His coming of age was in 2004. His was the kind of gutsy almost-achievement that you would more readily associate with English cricket teams. It bears comparison with Mike Atherton's mind-bending powers of concentration as he ground away at the crease over the best part of two days to save a Test match against South Africa in 1995. To cricket purists, that was deemed to be one of the greatest innings of all time. This is what Atherton wrote about his career-defining moment: ‘I was in an almost trance-like state. It was a state of both inertia and intense concentration and I knew that I was in total control.'

Never mind Voeckler, the whole of France, through his 2004 endeavours, entered an ‘almost trance-like state'.

Voeckler claimed the yellow jersey on Stage 5. He didn't win the stage, Stuart O'Grady did that, but he was part of a breakaway group in which he was the best-placed rider in the General Classification. Armstrong, containing the pace of the peloton and mindful that greater challenges lay ahead (he was always the master of targeted effort), had let the break get twelve and a half minutes up the road, allowing Voeckler to coast home in fourth place on the stage but straight into the yellow jersey.

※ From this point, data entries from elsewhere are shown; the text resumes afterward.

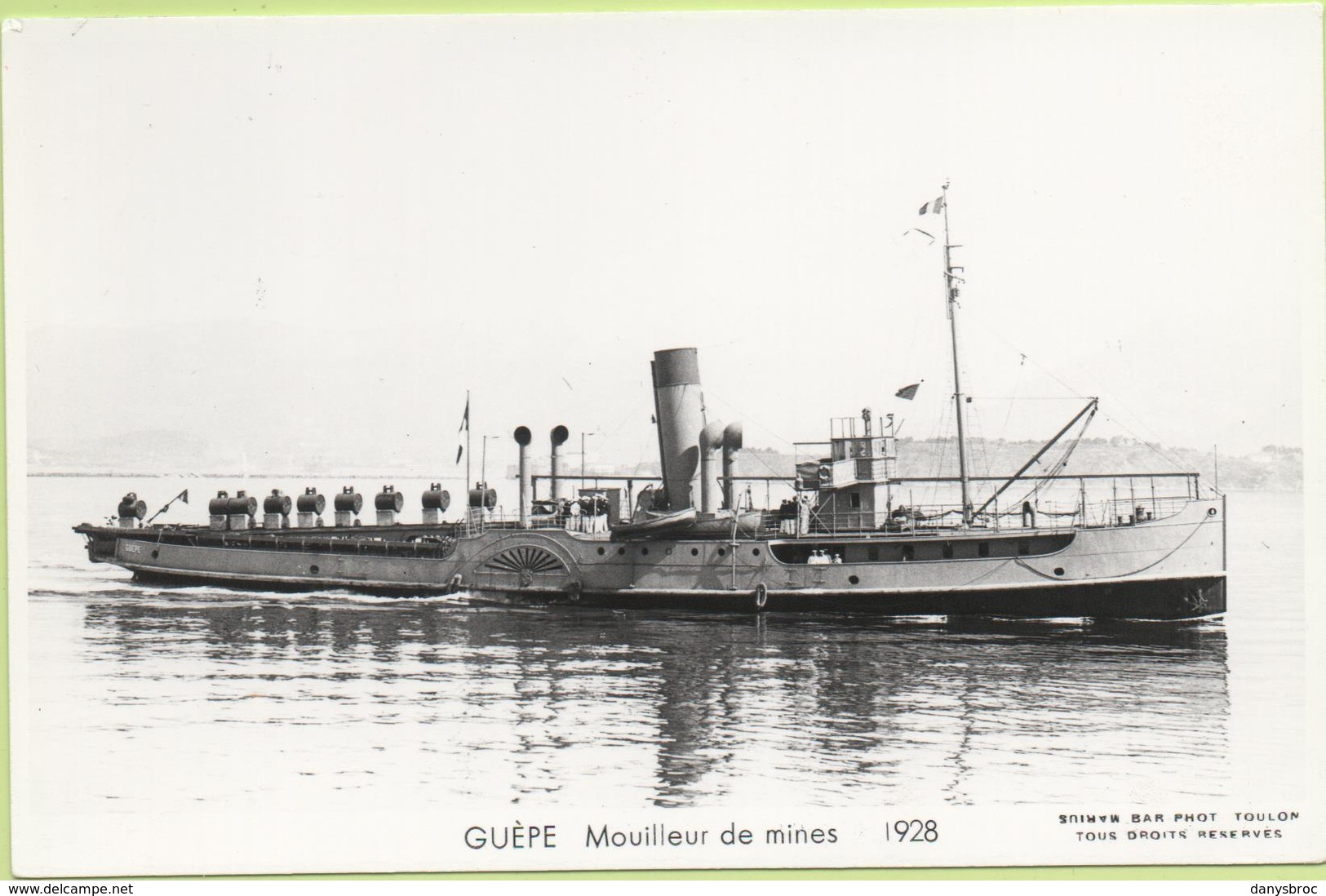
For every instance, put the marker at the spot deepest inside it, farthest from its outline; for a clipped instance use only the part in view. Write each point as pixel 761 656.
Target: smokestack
pixel 560 435
pixel 711 439
pixel 731 446
pixel 681 416
pixel 523 437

Sitting wrapped up in a kagool to stave off the chilly Normandy winds, I pondered this scenario as I frowned at the TV monitor showing Voeckler, the ‘virtual yellow jersey'. Just one year into my life as a cycling correspondent, my internal mental slide-rule was still too undeveloped to cope. I found it hard to calculate how the race could now be led by a man who had so far finished no better than fourth on any stage. I failed
to understand the strange honour that was about to be bestowed on the short, awkward-looking rider from a team sponsored by a brioche bakery.